To get the screws flush in the plastic casing, you need to widen the top part of the hole until you can basically screw the screw completely in. You should be careful to only widen the top of the hole (somewhat halfway through the thickness of the casing) because the screwhead really isn’t that thick.

http://img16.imageshack.us/img16/3882/topflush.png

And as you can see, the screws are completely flush with the plastic and the metal plate will cover it perfectly fine.

And that’s pretty much it. Sorry this isn’t really a step-by-step picture tutorial or anything and the pictures don’t exactly show what you have to do, but I just snapped some pics so you could see what I was talking about.

Also, is this considered a top-mount or a bottom-mount? I’m not really sure about the terminology. I thought that this was considered a top mount because I had the impression that it referred to the way the screws were screwed in.

Hahaha wow this thread effin grew! I was the guy who posted the written how to… if people still have questions lemme know. I’m back in the loop since SFIV started making me wanna play again.

-Kamirasenken

Nice. I placed my order for parts last night so I’m sure I’ll be hitting up this thread in the near future for advise.
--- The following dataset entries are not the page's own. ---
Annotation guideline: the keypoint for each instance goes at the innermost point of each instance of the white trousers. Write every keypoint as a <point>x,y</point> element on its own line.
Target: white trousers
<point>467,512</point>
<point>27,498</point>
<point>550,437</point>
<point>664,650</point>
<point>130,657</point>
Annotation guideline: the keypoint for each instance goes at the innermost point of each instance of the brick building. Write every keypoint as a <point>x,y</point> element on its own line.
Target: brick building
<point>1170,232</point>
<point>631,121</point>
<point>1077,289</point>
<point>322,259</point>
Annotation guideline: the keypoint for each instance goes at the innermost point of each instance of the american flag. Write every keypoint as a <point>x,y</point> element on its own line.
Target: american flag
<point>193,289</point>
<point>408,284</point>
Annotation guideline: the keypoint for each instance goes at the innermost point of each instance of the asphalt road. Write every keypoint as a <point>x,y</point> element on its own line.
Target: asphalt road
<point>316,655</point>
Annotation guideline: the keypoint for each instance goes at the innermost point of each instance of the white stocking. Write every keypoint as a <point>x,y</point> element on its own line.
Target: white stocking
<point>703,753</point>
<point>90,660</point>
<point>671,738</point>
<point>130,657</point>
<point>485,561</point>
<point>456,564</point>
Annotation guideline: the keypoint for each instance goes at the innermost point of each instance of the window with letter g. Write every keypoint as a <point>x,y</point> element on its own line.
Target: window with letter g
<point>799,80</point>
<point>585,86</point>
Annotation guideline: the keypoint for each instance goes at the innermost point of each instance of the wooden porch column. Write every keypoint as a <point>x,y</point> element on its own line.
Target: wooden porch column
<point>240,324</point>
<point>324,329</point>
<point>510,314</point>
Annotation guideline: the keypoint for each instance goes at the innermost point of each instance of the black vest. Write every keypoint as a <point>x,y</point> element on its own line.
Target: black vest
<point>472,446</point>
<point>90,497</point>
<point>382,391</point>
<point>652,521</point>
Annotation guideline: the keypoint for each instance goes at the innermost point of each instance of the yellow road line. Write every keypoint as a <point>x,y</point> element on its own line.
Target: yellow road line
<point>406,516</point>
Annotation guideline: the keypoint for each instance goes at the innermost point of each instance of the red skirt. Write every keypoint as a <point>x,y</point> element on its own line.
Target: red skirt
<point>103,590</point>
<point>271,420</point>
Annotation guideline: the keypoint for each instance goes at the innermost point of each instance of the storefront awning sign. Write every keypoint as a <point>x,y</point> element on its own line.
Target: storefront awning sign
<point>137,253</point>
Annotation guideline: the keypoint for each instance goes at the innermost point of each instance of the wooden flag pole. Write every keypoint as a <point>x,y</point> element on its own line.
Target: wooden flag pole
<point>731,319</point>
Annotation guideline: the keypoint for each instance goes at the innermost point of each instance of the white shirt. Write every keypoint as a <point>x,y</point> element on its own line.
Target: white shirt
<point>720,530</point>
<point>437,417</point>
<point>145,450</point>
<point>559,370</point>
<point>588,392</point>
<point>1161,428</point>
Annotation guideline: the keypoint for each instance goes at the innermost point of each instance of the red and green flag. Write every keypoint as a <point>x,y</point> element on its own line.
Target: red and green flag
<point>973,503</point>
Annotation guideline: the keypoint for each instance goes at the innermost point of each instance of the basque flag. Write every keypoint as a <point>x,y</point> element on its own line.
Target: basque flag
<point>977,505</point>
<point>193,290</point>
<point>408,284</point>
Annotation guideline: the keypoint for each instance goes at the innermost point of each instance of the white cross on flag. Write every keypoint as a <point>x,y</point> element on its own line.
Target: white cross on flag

Same here - placed my order on akihabarashop last night too and will receive them in a week or 2. Can’t wait to get this thing started, but knowing me, I’m gonna need some help.

Good job! I was planning to mount my stick on the top metal plate (already drilled the holes on the plate), but this looks easier.

How’s the height? Does the stick feels short when you mount it on the plastic?

I don’t really notice a height difference from playing on that and my HRAP2 SA. It certainly doesn’t feel different in terms of height from the stock stick. But then again, I also have small hands. The difference from what you’re doing is probably like less than five millimeters.

Here are some completed pictures. I can do close ups if you want.

http://photos-a.ak.fbcdn.net/photos-ak-snc1/v2467/30/45/729281643/n729281643_1978640_7833.jpg

http://photos-b.ak.fbcdn.net/photos-ak-snc1/v2467/30/45/729281643/n729281643_1978641_8110.jpg

I’ve looked through this whole thread before, but I can’t remember if it’s possible to mod this stick for a dual PCB setup. ? Is it?

It should be technically possible to do a dual PCB set up because I think the FS3 PCB is common ground, but good luck fitting another PCB in such a small case.

Yeah, it’s common ground, and a tight fit for additional PCBs.

Could people share on how they modded the bottom plate of the fighting stick 3. I will be modding mine soon but I want to get more ideas on how to get the Sanwa JLF-TP-8T stick to fit.

I have seen the wood spacer method, drilling hole method, sanding the bottom plate and stick method and denting the bottom with a hammer method. If people could provide visuals or links to visuals so I can get a better idea that would be great.

Also, I want to know if anyone in Australia is modding this stick and where they are getting their artwork printed as there is no Kinko’s in Australia anymore.